Karl rentre en secondaire cette année. En immersion en allemand jusqu'ici, il comptait continuer sur cette voie, dans le même établissement. Mais ça lui a été refusé, par manque de places disponibles. Il a donc été redirigé dans une autre école, vers l'immersion anglaise. Une décision que ne comprennent pas l'élève et sa famille.

Je ne parle pas anglais, et je préfère largement l'allemand

Karl suit une immersion en allemand depuis sa 3e maternelle. L'école secondaire, adjointe à l'école primaire, est complète.
Il doit tout quitter et commencer l'enseignement secondaire dans l'école de son 2e choix... en immersion anglais. Ce qui ne lui convient pas: "Je ne parle pas du tout anglais, et je préfère largement l'allemand" explique-t-il.

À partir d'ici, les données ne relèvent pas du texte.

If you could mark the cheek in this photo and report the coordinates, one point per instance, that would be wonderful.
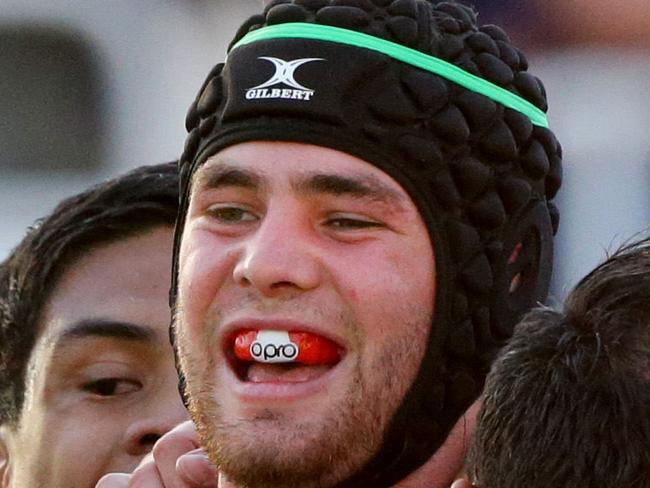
(205, 266)
(383, 278)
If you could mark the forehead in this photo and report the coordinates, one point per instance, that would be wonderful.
(125, 281)
(289, 163)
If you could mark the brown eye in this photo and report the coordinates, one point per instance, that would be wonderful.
(231, 215)
(344, 223)
(107, 387)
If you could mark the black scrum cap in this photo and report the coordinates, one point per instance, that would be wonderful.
(448, 110)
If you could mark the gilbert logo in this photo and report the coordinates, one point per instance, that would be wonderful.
(284, 75)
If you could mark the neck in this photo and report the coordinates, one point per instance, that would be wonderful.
(446, 464)
(443, 467)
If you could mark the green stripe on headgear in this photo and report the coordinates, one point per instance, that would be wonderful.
(299, 30)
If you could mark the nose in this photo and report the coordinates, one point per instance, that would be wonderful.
(280, 257)
(157, 415)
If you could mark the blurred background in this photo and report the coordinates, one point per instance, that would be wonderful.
(92, 88)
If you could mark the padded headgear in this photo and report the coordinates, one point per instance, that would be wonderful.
(480, 174)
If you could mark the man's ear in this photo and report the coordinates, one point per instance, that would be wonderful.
(5, 471)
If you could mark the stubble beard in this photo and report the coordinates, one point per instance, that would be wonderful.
(273, 451)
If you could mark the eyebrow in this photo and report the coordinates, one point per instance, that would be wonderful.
(357, 186)
(361, 186)
(223, 176)
(89, 328)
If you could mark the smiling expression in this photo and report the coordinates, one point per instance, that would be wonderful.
(292, 237)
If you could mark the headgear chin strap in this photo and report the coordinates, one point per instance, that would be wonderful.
(448, 111)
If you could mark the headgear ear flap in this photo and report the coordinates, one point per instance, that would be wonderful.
(530, 272)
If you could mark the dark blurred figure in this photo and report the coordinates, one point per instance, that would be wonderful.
(566, 403)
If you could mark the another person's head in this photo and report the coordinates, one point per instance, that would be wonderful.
(376, 174)
(87, 378)
(566, 403)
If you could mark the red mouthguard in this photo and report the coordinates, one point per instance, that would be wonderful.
(276, 346)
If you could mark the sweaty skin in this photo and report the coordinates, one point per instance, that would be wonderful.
(176, 461)
(101, 385)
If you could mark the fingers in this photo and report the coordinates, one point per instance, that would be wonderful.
(175, 462)
(114, 480)
(462, 484)
(146, 475)
(195, 469)
(169, 448)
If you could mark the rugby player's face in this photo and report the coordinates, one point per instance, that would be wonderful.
(295, 237)
(101, 383)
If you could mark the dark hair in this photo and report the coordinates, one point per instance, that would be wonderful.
(566, 403)
(113, 210)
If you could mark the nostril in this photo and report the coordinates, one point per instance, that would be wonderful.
(148, 440)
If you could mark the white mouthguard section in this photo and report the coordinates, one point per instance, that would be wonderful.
(273, 346)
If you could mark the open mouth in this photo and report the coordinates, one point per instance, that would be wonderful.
(272, 356)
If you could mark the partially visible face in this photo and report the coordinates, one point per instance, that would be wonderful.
(300, 238)
(101, 383)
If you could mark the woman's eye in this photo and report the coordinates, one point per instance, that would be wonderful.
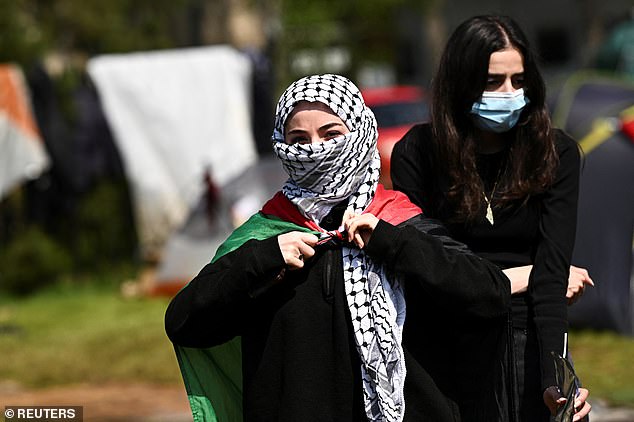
(332, 134)
(518, 82)
(492, 83)
(297, 140)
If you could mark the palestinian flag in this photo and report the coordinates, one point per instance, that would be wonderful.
(213, 376)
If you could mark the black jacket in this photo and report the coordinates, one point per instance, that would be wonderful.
(299, 356)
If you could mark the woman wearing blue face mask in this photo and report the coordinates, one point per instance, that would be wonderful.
(494, 170)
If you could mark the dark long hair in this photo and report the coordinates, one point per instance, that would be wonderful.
(460, 80)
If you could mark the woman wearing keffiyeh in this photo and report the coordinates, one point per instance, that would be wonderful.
(314, 284)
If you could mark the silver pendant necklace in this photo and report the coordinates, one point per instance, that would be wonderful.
(489, 214)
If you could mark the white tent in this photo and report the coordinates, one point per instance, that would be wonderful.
(175, 115)
(22, 153)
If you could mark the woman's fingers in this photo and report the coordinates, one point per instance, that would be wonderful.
(296, 247)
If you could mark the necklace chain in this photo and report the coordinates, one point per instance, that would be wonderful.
(489, 214)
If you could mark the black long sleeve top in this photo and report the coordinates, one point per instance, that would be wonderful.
(540, 232)
(299, 356)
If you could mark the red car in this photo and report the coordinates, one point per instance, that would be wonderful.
(397, 109)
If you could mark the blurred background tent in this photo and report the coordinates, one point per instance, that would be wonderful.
(617, 51)
(177, 117)
(598, 111)
(22, 153)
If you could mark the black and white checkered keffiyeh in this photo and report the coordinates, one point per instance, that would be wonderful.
(320, 176)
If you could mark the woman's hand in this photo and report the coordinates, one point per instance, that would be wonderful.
(578, 279)
(577, 282)
(295, 247)
(553, 399)
(359, 227)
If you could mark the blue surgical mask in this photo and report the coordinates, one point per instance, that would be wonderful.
(498, 111)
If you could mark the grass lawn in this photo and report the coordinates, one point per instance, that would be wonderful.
(90, 334)
(84, 335)
(604, 362)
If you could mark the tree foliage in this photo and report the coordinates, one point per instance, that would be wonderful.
(32, 27)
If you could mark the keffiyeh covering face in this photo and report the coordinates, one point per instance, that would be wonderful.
(322, 175)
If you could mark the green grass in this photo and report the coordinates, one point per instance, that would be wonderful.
(604, 362)
(84, 335)
(90, 334)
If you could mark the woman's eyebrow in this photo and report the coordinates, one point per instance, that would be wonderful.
(329, 125)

Aujourd'hui, Karl ne va plus à l'école. Il aurait voulu rentrer dans l'école secondaire voisine à son école primaire, retrouver ses copains, et perfectionner son allemand. Malgré de nombreux coups de téléphone, l'envoi de mails et de recours, la famille est dans une impasse: "Depuis la rentrée scolaire, il est à la maison, il n'est pas très bien, il trouve ça très injuste, il ne comprend pas, et je ne sais pas lui donner de réponse" regrette Michel Franck, son papa. "Malgré tout ce qu'on a pu faire, des échanges de mails, etc., rien n'aboutit pour le moment. On est dans une grosse impasse."

Le problème, c'est le manque de places. On est au maximum

L'Athénée Royal de l'Air Pur est victime de son succès. Une centaine d'élèves ont dû se diriger vers leur 2e choix d'école. Karl en fait partie: "On a 350 élèves qui sont inscrits. Il arrive comme le 351e, on ne sait donc pas le prendre" explique Frédéric Cools, le directeur. "Il peut y avoir des dérogations, mais ici, le problème, c'est le manque de places disponibles, et là, on ne saurait pas y déroger. On est à 25 élèves par classe pour 14 classes. On ne saurait pas aller plus loin que cela."

Le décret inscription établit un ordre de classement. C'est la loi, et il n'y a pas de place pour l'esprit de la loi: "Il y a peut-être des choses à améliorer dans le décret à ce niveau-là. Maintenant, comme toute règle, elle a ses avantages et ses inconvénients, et là, on tombe dans l'inconvénient, effectivement."

La Commission Inter-Réseaux des inscriptions regrette de constater ce genre de situation et comprend la famille. Cependant, elle dit ne pas pouvoir dépasser le cadre du décret.